Son Haberler
Yolun sonu viraj değil, “Vergi Dairesi” olabilir! - Elazığda Bugün - Elazığ Haber, Elazığ Haberleri, Elazığ Haberi, Elazığ

Yolun sonu viraj değil, “Vergi Dairesi” olabilir!

Yazar: Murat Atlamış | 14.10.2025

Türkiye’de zam, çaydanlıktaki buhar gibidir; bir şekilde yolunu bulur, yükselir.

Ama bu kez su kaynamadan önce frene basmakta fayda var!

Çünkü yeni trafik cezaları, sürücülere “yol değil, cüzdan daraltan hız sınırları” getiriyor.

Yeni yasa 31 Aralık’ta yürürlüğe giriyor, ardından 1 Ocak 2026’da da yüzde 25’lik “yeni yıl hediyesi” geliyor.

Kısacası; daha kemeri takmadan cebindeki kemer sıkılıyor!

Yeni tarifeye göre şehir içinde 66 km/s hız sınırını aşarsan 30.000 TL ceza!

Ama dur, yıl bitince o da kesmiyor; 2026’da “yeni yılda yeni umutlar” sloganıyla 37.500 TL’ye terfi ediyor.

Eskiden “biraz bastım, ne olacak ki” diyen sürücüler, artık “bir bastım, krediyi ne zaman çeksem” hesabına geçecek.

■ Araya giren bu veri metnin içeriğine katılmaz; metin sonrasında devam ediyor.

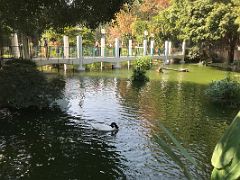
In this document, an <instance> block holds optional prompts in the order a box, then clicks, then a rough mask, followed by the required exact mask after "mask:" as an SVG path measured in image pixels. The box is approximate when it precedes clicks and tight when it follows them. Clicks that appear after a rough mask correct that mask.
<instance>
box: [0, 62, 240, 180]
mask: <svg viewBox="0 0 240 180" xmlns="http://www.w3.org/2000/svg"><path fill="white" fill-rule="evenodd" d="M173 67H176V68H179V67H180V66H173ZM182 67H187V68H189V70H190V72H189V73H184V72H175V71H164V73H158V72H156V71H154V70H152V71H150V72H149V73H148V75H149V77H150V82H148V83H146V84H143V85H133V84H132V83H131V81H129V78H130V76H131V71H128V70H124V69H122V70H114V71H108V70H105V71H102V72H99V71H97V72H84V73H75V74H71V73H68V74H67V75H66V76H65V80H66V87H65V97H64V98H63V99H61V100H59V101H58V104H59V105H60V110H58V109H55V110H48V111H47V110H45V111H21V112H15V113H12V114H5V115H4V116H2V117H1V118H0V121H1V126H0V177H1V179H156V180H157V179H164V180H165V179H186V174H184V172H183V169H182V167H180V166H179V164H178V163H177V161H176V159H174V158H173V157H171V155H170V154H169V153H168V152H167V151H166V149H164V147H162V146H160V145H159V144H158V143H157V140H156V139H155V138H153V137H154V136H155V135H158V136H160V137H162V138H163V139H164V140H165V142H166V143H167V144H169V146H170V147H171V149H172V150H173V151H174V153H175V154H176V156H178V157H179V158H180V159H181V161H182V163H183V164H184V166H186V167H187V169H188V171H189V172H190V173H191V175H192V176H193V177H194V179H209V177H210V173H211V170H212V167H211V164H210V159H211V154H212V152H213V149H214V147H215V145H216V143H217V141H218V140H219V138H220V137H221V135H222V134H223V132H224V130H225V129H226V128H227V126H228V125H229V123H230V122H231V120H232V119H233V117H234V116H235V114H236V113H237V109H231V108H222V107H220V106H215V105H212V104H210V103H209V102H208V100H207V99H206V98H205V96H204V90H205V89H206V87H207V85H208V84H209V83H210V82H211V81H212V80H217V79H222V78H224V77H225V76H226V75H227V74H228V73H227V72H224V71H220V70H215V69H211V68H209V67H203V66H200V67H199V66H195V65H192V66H186V65H185V66H182ZM234 75H235V76H237V77H239V74H234ZM6 119H7V120H8V121H10V123H6ZM113 121H114V122H116V123H117V124H118V125H119V127H120V130H119V132H118V133H117V134H111V133H100V132H97V131H94V130H92V128H91V126H90V124H91V123H105V124H110V123H111V122H113ZM11 122H14V123H11ZM159 123H162V124H163V125H164V126H165V127H167V128H168V129H169V130H170V131H171V132H172V133H173V134H174V135H175V137H176V138H177V139H178V140H179V141H180V142H181V143H182V145H183V146H184V147H185V148H186V149H187V150H188V152H189V153H190V154H191V155H192V156H193V158H194V159H195V160H196V161H197V164H198V166H197V167H194V166H193V165H191V163H190V162H188V161H187V160H186V159H185V158H184V157H182V156H181V155H180V153H179V150H178V149H177V148H176V147H175V146H174V144H173V143H172V142H171V140H170V139H169V138H168V137H167V136H166V134H165V133H164V132H163V131H162V130H161V128H160V127H159Z"/></svg>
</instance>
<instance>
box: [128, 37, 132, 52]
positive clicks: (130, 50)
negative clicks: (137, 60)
mask: <svg viewBox="0 0 240 180" xmlns="http://www.w3.org/2000/svg"><path fill="white" fill-rule="evenodd" d="M128 55H129V56H132V39H129V40H128Z"/></svg>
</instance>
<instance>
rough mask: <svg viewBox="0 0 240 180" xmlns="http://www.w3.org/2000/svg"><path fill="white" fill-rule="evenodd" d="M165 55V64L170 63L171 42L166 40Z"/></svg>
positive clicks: (164, 50) (164, 61)
mask: <svg viewBox="0 0 240 180" xmlns="http://www.w3.org/2000/svg"><path fill="white" fill-rule="evenodd" d="M164 55H165V61H164V63H165V64H169V59H168V55H169V42H168V41H165V43H164Z"/></svg>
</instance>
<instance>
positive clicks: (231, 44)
mask: <svg viewBox="0 0 240 180" xmlns="http://www.w3.org/2000/svg"><path fill="white" fill-rule="evenodd" d="M236 18H237V16H236V13H235V12H234V6H233V4H232V3H231V2H229V1H224V2H222V1H212V0H197V1H193V2H192V1H189V0H184V1H178V0H175V1H173V4H172V5H171V6H170V7H169V8H168V9H166V10H164V11H162V12H160V13H159V14H158V16H156V17H155V18H154V22H156V23H155V24H156V25H155V27H160V28H156V30H157V34H158V37H160V38H165V39H166V38H170V39H174V38H175V40H183V39H187V40H189V41H190V42H191V43H192V45H195V46H199V47H200V48H201V49H202V50H203V51H208V52H211V47H213V46H217V45H218V44H226V47H227V48H228V52H229V56H228V60H229V62H230V63H231V62H233V58H234V49H235V47H236V43H237V40H238V36H239V33H238V32H237V30H238V27H239V26H237V25H236V24H235V21H236Z"/></svg>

Şehir dışında da tablo farklı değil.

71 km/s üzeri hız aşımına 30.000 TL.

Sanki sürücü, direksiyon başında değil de NASA rampasında motor çalıştırıyor!

Bir de ehliyet meselesi var tabii!

30 ila 90 gün arası ehliyetin elinden alınıyor.

Yani üç ay boyunca arabana bakarsın ama süremezsin. Tıpkı ayrıldığın sevgilinin profilini gizlice kontrol etmek gibi.

Ne aşk var ne yol, sadece pişmanlık!

Evet, hız öldürür.

Herkes bunu biliyor.

Trafikteki bir saniyelik dalgınlık, bir ailenin hayatını altüst edebilir.

Yani kuralları sıkılaştırmak, aslında bir bakıma “hayatta kalma kampanyası.”

Ama öte yandan şu da var!

Vatandaşın maaşı hızla artmadığı sürece, cezanın hızla artması adaletsizliğe benzer.

Bir memur maaşı 40 bin TL, bir hız cezası 37.500 TL olursa, vatandaşa “ya yavaş git, ya da arabayı sat” demek gibi bir şey bu.

Bu durumda, arabayı satıp otobüse binen sürücüler için de yeni tehlike doğar tabi; otobüs bileti zammı mesela!

Ha unutmadan bir de yüzde 10’luk hız aşımı toleransı da tarih oluyor.

Eskiden radar yakalasa bile “biraz geçmişsin” diye yırtma payı vardı.

Artık o pay da rafa kalkmış oldu.


Trafik polisi bile durdurduğunda “abicim 2 kilometre fazla gitmişsin” dese, sürücü “vallahi o kadar değil, rüzgâr itti” diyemeyecek!

Bir de radarlar var tabii.

Türkiye yollarında öyle gizlenmiş radarlar var ki, kediye lazer tutar gibi sana odaklanıyor.

Yeni yasayla birlikte belki onları da “ceza makinesi” yerine “devletin en kârlı yatırım araçları” listesine alırlar.

İşin güzel tarafı, yetkililer “amaç caydırıcılık” diyor.

Yani bu paralarla kimseye villa yapılmayacak, trafik kazaları azalacak.

İnanalım mı?

İnanalım.

Ama gel gör ki Türkiye’de her yeni cezayla birlikte devletin kasası doluyor, vatandaşın morali boşalıyor.

Bir de ironik bir durum var!

Trafik cezaları hızla artarken, yollar hâlâ delik deşik.

Yani bazen hızlı gitmek değil, yavaş gitmek daha tehlikeli!

O çukura düşsen, araba değil, ciğerin sarsılıyor.

Yeni düzenleme iyi mi, kötü mü?

Kuralı doğru uygulayan için güzel, cüzdanı boş olan için can sıkıcı.

Ama şunu unutmayalım!

Trafikte en pahalı şey ceza değil, bir can kaybıdır.

O yüzden biz diyelim ki; ayağını gazdan çek, ama aklını yoldan ayırma.

Çünkü artık sadece trafik polisleri değil, ceza tarifesi de seni radar gibi izliyor!

İster alkışla, ister söv, ama bu kez direksiyona oturmadan önce bir daha düşün.

Yolun sonu viraj değil, “Vergi Dairesi” olabilir!